Haría lo que más me gustaba, sin pensar en lo que podría pasar, pero por el camino iba contando: tic tac tic tac uno, tic tac tic tac dos, tic tac tic tac tres, y cuando llegaba a veinticinco paraba la bici y buscaba un poste, un árbol una planta grande y amarraba bien fuerte un buen lazo amarillo y seguía lanzada y contando tics tacs veinticinco, cinta amarrada, tic tac lazo amarillo.
Llegué a la plaza, entré a la panadería, compré una palmera con un pedazo de chocolate, para reponer las fuerzas y pedirle al señor Domingo pan viejo para las palomas.
Listo, a merendar a media mañana.
No quedaba ningún lazo.
Pero no pensaría en la calle.
Ni en esa ni en ninguna. Quizás si pensaba no se iría y necesitaba que se fuera para comprobar que las calles se van y no vuelven.
Mediodía, hora de regresar a comer.
Tomo aire, en serio traté de tener la mente en blanco pero tenía miedo de que no pasara nada,
Pero pasó.
No había calle, ni lazos amarillos. Esta vez había un campo inmenso de trigo con amapolas.
Y un enorme caballo con un hombre llevándolo a través del campo.
Decidí meterme entre el trigo con todo y bici a riesgo de que me armara un lio por atravesar el campo.
Y llegué sin aliento.

…que haces niña loca, no debes atravesar así el trigo. No está bien. Que haces. Porque lo has hecho.

Aquí había una calle a las ocho.
Yo pasé y até lazos amarillos.
La calle ahora no está.
No, ahora está el campo, quizás hubo una calle, pero igual no debes atravesar el trigo.

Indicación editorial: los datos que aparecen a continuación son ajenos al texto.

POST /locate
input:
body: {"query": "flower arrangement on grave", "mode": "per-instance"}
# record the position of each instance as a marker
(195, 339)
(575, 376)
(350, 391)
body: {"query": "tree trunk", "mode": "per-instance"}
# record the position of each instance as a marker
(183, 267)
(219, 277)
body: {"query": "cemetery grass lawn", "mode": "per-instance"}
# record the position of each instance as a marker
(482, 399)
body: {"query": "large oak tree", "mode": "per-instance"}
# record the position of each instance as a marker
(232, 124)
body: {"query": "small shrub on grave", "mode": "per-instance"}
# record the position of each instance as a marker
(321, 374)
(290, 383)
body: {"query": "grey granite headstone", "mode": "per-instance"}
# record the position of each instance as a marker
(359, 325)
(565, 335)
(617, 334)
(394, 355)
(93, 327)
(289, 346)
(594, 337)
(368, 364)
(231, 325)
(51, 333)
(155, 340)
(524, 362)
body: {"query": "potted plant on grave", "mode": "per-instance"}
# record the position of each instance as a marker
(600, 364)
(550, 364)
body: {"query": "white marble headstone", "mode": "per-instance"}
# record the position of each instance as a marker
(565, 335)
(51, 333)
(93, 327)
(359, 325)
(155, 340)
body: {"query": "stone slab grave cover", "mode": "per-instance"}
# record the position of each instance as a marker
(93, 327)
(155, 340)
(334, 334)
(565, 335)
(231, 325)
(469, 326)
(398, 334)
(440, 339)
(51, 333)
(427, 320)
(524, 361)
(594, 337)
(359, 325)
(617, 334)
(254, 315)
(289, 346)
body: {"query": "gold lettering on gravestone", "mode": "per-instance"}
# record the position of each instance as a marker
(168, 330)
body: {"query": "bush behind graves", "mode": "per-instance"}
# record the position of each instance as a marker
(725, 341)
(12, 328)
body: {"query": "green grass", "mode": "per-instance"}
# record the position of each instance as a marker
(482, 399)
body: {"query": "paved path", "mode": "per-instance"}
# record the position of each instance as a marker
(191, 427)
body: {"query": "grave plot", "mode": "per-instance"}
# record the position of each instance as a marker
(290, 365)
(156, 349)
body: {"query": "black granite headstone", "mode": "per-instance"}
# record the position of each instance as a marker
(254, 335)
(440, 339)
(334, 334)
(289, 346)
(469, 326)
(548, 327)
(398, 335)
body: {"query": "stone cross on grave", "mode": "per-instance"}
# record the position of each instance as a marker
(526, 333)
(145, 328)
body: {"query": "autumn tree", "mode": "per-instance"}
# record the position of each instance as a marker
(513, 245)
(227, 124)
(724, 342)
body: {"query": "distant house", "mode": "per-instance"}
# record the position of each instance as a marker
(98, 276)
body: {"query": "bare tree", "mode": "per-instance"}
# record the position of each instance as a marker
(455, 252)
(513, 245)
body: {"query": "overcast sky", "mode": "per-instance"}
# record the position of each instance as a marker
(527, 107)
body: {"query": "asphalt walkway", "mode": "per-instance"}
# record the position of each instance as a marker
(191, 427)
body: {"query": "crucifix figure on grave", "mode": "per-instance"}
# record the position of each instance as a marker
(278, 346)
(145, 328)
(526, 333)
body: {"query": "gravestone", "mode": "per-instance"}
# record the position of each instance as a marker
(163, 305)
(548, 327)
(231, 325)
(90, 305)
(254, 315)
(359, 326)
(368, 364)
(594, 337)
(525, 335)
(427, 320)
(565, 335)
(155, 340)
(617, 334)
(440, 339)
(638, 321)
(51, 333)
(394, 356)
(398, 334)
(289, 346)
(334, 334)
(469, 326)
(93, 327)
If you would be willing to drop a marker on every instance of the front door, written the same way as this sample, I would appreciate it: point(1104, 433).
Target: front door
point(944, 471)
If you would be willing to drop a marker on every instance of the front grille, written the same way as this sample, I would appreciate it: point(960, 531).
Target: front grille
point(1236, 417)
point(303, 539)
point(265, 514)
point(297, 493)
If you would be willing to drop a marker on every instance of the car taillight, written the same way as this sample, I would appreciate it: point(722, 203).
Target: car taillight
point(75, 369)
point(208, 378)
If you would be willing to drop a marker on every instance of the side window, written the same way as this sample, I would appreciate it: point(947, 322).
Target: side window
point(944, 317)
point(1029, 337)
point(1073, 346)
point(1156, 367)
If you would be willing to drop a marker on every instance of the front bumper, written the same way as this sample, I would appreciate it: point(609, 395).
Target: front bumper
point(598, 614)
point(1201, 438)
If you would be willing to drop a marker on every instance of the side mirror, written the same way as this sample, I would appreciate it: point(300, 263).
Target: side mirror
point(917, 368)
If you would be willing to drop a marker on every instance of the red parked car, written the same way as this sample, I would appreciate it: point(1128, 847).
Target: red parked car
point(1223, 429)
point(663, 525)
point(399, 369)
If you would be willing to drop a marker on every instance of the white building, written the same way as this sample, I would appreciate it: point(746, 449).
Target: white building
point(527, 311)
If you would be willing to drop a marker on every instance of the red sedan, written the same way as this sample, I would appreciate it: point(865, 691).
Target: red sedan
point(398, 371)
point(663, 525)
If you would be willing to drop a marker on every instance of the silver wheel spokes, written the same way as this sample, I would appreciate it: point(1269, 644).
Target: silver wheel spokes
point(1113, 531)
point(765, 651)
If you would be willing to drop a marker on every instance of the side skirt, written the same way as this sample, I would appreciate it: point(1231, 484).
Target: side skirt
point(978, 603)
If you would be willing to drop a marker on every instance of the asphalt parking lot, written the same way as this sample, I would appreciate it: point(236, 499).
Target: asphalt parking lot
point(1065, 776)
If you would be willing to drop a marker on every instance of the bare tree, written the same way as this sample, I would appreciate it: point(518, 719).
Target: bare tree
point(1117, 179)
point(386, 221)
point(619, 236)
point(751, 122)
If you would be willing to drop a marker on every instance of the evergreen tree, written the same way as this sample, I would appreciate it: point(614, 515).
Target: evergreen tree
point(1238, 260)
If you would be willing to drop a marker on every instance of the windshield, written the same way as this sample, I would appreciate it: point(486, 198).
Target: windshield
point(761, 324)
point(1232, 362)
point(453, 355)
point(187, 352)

Pero,¿ y la calle a dónde se fue?

Qué me dices, las calles no se van a ningún sitio, las mueven.
¿Quien las mueve?

Pero,¿ qué eres tú, eres tonta?

Las calles las hacemos la gente y si hace falta se cambian y se hacen otras.
No señor, no, que aquí había una calle a las ocho de la mañana, la llené de lazos amarillos.

El hombre me miró un par de veces y siguió su camino, volteó dos o tres veces más a mirarme y se alejó.
Busqué mis cintas, busqué el camino y tuve que encontrar otro que me llevó a la casa.
Pero no era el mismo.
Claro que allí era un pueblo y se podía poner lazos, pero es que en estos tiempos, me ha pasado lo mismo en un viaje a Brujas.
Es tan bonito Brujas. Hacía mucho frío y llovía, así que Brujas era casi completamente mío.
Sus caminos de agua y sus calles estrechas bonitas, las deliciosas ventanas.
Pedí una bicicleta en la posada y aprovechando la soledad y muchos metros de encaje que compré, decidí salir y llenar alguna calle de lazos amarillos, bueno no, de encajes, pero entiéndeme, como los lazos del sistema.

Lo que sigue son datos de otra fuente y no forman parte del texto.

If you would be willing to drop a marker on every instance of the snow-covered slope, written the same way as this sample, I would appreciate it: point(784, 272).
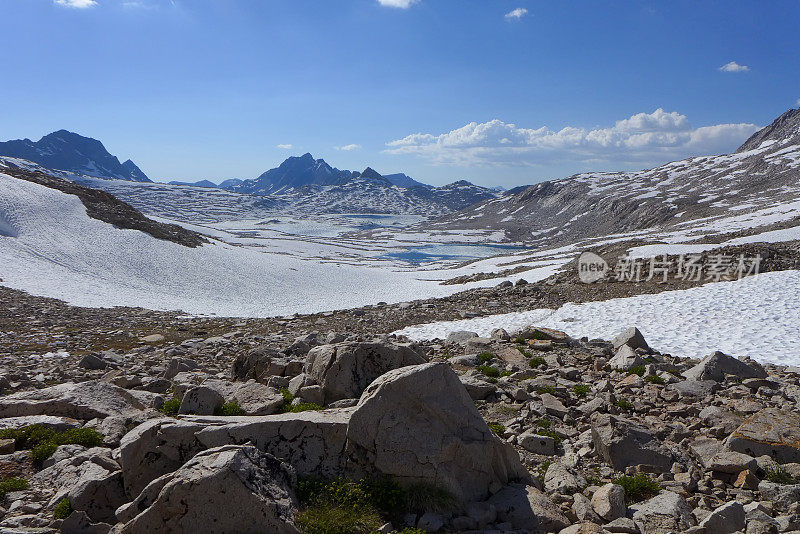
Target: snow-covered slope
point(758, 316)
point(50, 247)
point(762, 174)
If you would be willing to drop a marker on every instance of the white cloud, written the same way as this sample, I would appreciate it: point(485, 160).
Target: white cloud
point(517, 13)
point(642, 139)
point(734, 67)
point(400, 4)
point(77, 4)
point(349, 147)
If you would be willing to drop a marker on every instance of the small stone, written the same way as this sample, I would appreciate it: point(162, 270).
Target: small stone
point(726, 519)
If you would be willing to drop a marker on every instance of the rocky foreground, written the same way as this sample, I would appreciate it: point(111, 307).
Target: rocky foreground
point(255, 427)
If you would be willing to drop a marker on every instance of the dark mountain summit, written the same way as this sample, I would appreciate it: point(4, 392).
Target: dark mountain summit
point(403, 180)
point(293, 173)
point(784, 127)
point(74, 153)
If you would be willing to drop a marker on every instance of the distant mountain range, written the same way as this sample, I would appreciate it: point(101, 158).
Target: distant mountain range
point(73, 153)
point(299, 184)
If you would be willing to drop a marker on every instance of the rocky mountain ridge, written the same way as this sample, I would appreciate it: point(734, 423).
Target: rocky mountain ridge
point(741, 189)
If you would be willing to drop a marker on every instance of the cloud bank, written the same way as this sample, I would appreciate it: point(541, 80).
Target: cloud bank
point(400, 4)
point(77, 4)
point(349, 147)
point(643, 138)
point(517, 13)
point(734, 67)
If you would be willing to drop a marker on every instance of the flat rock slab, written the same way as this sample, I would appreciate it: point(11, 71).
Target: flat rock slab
point(311, 442)
point(84, 400)
point(771, 432)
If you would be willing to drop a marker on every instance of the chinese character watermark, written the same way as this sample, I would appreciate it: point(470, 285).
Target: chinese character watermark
point(685, 267)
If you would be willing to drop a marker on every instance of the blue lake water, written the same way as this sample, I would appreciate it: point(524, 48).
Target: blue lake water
point(449, 252)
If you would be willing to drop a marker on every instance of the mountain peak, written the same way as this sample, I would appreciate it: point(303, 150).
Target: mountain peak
point(71, 152)
point(294, 172)
point(784, 127)
point(370, 173)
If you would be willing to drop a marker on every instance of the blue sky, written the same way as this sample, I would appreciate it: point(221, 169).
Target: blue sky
point(497, 92)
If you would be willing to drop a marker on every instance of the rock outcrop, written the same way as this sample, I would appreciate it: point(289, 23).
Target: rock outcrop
point(226, 489)
point(344, 370)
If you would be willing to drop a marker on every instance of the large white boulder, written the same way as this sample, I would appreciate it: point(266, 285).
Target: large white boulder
point(222, 490)
point(344, 370)
point(418, 424)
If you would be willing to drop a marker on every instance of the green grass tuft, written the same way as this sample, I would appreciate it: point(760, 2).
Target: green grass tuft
point(230, 409)
point(624, 404)
point(63, 509)
point(636, 370)
point(7, 485)
point(638, 487)
point(343, 506)
point(485, 357)
point(490, 371)
point(497, 428)
point(43, 441)
point(543, 423)
point(305, 407)
point(779, 475)
point(581, 390)
point(549, 433)
point(171, 406)
point(536, 361)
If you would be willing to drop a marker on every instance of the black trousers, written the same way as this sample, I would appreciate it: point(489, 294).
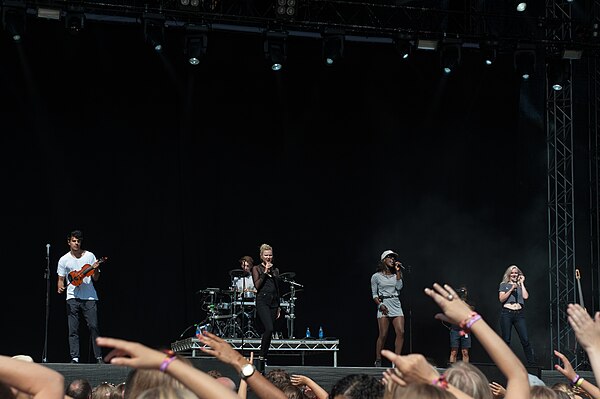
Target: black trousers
point(266, 312)
point(89, 310)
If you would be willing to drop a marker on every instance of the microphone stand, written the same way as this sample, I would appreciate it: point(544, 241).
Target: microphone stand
point(47, 277)
point(292, 315)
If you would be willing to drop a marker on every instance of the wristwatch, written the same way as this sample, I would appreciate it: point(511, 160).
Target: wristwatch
point(247, 370)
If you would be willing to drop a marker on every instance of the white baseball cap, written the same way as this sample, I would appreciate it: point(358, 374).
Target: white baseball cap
point(388, 253)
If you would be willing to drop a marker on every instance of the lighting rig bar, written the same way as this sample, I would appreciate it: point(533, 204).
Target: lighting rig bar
point(358, 21)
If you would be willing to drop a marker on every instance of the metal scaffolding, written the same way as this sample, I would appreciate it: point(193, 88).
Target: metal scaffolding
point(561, 195)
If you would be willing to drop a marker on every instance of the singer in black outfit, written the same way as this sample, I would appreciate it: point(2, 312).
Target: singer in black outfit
point(512, 294)
point(266, 282)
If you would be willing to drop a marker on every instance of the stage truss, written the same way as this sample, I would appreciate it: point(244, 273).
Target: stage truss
point(191, 346)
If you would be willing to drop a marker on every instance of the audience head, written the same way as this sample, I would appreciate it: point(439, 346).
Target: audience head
point(103, 391)
point(119, 391)
point(227, 382)
point(469, 379)
point(278, 377)
point(79, 388)
point(357, 386)
point(140, 380)
point(416, 390)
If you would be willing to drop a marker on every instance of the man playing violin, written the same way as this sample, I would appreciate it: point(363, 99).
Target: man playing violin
point(81, 298)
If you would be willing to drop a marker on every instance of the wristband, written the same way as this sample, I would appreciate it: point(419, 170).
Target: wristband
point(168, 360)
point(575, 379)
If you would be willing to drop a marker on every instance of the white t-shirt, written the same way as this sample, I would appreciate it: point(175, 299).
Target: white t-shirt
point(68, 263)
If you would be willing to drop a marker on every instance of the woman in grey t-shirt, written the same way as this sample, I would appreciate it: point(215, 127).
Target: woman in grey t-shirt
point(386, 284)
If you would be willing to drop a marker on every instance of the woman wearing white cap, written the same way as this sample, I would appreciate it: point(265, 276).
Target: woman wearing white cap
point(386, 284)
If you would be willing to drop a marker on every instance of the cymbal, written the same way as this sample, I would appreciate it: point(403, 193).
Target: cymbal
point(238, 273)
point(288, 275)
point(288, 293)
point(208, 291)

Y escogí la calle principal, la que acaba en la plaza, la que no tiene posibilidad de irse porque es “La Calle” asi, con comillas y mayúsculas.

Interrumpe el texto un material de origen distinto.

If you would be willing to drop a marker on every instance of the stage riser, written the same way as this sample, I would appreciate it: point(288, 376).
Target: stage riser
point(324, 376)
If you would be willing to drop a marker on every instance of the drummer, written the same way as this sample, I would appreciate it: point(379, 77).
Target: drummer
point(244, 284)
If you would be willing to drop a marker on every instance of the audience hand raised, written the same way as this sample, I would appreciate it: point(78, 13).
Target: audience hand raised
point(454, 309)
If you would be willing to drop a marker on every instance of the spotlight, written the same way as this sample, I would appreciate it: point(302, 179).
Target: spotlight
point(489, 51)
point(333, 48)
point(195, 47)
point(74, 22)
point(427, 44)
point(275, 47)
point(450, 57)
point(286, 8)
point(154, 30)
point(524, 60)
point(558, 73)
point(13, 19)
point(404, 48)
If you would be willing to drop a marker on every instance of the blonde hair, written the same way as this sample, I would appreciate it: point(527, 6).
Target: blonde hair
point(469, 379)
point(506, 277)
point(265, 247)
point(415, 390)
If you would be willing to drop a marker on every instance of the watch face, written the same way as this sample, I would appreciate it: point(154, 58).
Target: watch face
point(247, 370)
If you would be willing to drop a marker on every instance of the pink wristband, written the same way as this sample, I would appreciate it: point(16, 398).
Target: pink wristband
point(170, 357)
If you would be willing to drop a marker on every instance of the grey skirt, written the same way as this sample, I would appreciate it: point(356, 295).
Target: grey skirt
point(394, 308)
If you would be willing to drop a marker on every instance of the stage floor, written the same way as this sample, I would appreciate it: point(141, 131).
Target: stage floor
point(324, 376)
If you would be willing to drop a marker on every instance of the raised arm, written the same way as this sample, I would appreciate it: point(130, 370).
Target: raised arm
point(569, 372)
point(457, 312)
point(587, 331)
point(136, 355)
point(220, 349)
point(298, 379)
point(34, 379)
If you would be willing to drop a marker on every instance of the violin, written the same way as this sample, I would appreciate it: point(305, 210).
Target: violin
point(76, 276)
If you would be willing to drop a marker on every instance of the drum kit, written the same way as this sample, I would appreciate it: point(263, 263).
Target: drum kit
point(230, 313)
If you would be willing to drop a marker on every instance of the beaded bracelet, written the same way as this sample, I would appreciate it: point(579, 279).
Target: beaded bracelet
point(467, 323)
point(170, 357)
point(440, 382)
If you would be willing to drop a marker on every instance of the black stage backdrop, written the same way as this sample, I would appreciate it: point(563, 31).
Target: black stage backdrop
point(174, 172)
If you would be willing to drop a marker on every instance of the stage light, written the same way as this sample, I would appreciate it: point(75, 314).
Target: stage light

Comencé a contar tic tac uno, tic tac dos, tic tac tres y ataba encajes aquí y allá.

En vez de panadería, café hermoso, pedí chocolate y waffle con fresas y crema.
Mi mente en mi boca, saboreando la delicia y pasando el frio y la humedad.
Tanto, que casi se me olvida que debía regresar y comprobar si la calle se había ido.
Y si, claro al salir y tomar hacía la calle, había una casa estrecha, de tres pisos con ventanitas adornadas con cortinas de encaje y lazos amarillos.